4.8.2. Weekly Questionnaire
Participants filled out a weekly questionnaire at the end of each condition week (POD and CON). This questionnaire was a variation of the Brief Pittsburgh Sleep Quality Index (B-PSQI) [44] with the wording amended for participants to reflect on their sleep over the last week rather than the last month. The sleep quality questionnaire contained six items enquiring about bedtime, wake time, sleep latency, sleep duration, wake after sleep onset, and sleep quality. Similar to Moyen et al. [18], sleep disturbances were not included, as the validated scoring required responses reflecting “over one month” rather than the assessment “over the past week” in the current study. Lastly, the weekly questionnaire included items assessing whether participants adjusted the temperature settings of the Pod during the POD condition.
4.8.3. Post-Data-Collection Questionnaire
After the second week of data collection, the weekly questionnaire was administered again to each participant with additional questions on each participant’s experience with the temperature-controlled mattress cover. Participants were required to self-report if they heard noise from the Pod when completing the POD condition. If yes, they were prompted to review the noise of the POD affecting their sleep on a 5-point Likert scale whereby 1 = “not at all” and 5 = “extremely”. Questions enquired if they thought the mattress cover impacted their sleep on a scale of 1 to 10—whereby 1 = “impaired my sleep”, 5 = “no impact on my sleep”, and 10 = “improved my sleep”—and also participant’s satisfaction with the use of the mattress cover on a scale of 1 to 10 where 1 = “did not enjoy it and would not use it again” and 10 = “loved it and would definitely use it again”. Questionnaire data were captured using REDCap (Research Electronic Data Capture, Vanderbilt, TN, USA).
4.9. Statistical Analysis
Data analysis was conducted on Jamovi (Jamovi Version 2.3.28, Jamovi Project 2018), with statistical significance set at p < 0.05. The results are presented as mean ± standard deviations (SD). Before analysis, data were checked for outliers by visual inspection of a box plot and quantile–quantile plot, and data normality was checked via Shapiro–Wilk tests. Outlier detection was carried out via the interquartile range approach, whereby the interquartile range was calculated for each dependent variable measured. Any datapoints outside of the interquartile range were considered as outliers. A total of 26 nights were removed across the entire 476 nights of data collection due to outliers or missing data.
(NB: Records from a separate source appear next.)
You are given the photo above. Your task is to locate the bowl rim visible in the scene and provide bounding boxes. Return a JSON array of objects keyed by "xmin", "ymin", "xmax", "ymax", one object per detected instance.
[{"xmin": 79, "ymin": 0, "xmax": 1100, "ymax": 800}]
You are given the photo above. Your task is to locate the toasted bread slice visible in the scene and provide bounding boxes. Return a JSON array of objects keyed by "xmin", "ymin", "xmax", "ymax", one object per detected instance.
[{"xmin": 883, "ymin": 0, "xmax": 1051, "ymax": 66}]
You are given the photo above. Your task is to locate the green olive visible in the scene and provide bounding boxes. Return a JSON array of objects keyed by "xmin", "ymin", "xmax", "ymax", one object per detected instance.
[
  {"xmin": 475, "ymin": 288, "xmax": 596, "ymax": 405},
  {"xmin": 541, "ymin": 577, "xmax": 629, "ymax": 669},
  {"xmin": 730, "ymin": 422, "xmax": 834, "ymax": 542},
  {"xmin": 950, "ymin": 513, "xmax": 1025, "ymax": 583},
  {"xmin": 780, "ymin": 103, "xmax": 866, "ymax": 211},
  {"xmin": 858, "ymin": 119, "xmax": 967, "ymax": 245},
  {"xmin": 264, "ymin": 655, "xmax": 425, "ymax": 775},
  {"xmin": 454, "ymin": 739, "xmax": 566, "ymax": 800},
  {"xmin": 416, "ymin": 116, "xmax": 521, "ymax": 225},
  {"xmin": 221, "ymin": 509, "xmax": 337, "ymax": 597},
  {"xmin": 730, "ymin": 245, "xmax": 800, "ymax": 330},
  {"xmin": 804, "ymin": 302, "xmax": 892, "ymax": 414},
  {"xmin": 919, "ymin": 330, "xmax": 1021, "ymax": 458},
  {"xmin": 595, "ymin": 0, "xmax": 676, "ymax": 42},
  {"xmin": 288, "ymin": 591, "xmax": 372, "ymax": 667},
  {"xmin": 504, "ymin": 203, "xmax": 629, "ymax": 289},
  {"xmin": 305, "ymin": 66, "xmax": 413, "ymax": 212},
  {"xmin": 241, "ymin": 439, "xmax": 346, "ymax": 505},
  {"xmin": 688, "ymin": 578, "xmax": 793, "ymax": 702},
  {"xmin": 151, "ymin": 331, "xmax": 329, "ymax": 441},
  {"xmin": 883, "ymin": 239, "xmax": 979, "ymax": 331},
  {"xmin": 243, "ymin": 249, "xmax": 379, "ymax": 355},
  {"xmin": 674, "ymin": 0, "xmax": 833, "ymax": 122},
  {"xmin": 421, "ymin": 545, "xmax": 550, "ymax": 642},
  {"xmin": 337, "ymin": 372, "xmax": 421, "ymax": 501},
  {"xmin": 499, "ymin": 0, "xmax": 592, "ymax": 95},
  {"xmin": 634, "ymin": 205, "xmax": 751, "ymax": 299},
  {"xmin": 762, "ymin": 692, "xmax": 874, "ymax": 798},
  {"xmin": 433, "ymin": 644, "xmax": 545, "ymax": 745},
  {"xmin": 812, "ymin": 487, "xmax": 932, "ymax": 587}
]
Linear mixed-model (LMM) analyses were used to evaluate differences in objective and daily subjective sleep parameters and biometric measures in the POD and CON conditions. The analysis included fixed factors: condition (POD or CON), order (POD first vs. CON first) and sex (male–female), with covariates, including ambient temperature and relative humidity. Participants were included as a random effect for all LMM analyses. Statistical significance for fixed effects was determined using F tests with the degrees of freedom for F statistics computed using the Satterthwaite approximation method. Assumptions of normality and homoscedasticity were assessed using model residuals. Models that failed to converge were iteratively re-fitted using alternative optimisers. Paired samples t-tests with significance set at p < 0.05 were conducted on weekly sleep quality questionnaire data, with Bonferroni–Holm correction applied to adjust for multiple comparisons and reduce the risk of type 1 error. Effect sizes were calculated using Cohen’s d with the standard errors provided for weekly questionnaire data. Standardised mean difference (SMD) and effect size thresholds were based on Cohen’s d and set at <0.2—trivial, 0.2—small, 0.5—moderate, and 0.8—large [45]. Where 95% confidence limits overlapped the thresholds for small positive and small negative values, the effect was considered unclear.
Author Contributions
Conceptualization, S.S., M.D. and H.S.; methodology, S.S., M.D. and H.S.; formal analysis, S.S., M.D. and H.S.; investigation, S.S., M.D. and H.S.; data curation, S.S.; writing—original draft preparation, S.S.; writing—review and editing, S.S., M.D., H.S. and T.M.; visualization, S.S., M.D. and H.S.; supervision, M.D. and H.S.; project administration, S.S. and M.D. All authors have read and agreed to the published version of the manuscript.
Funding
This research received funding from La Trobe University via an internal research grant scheme.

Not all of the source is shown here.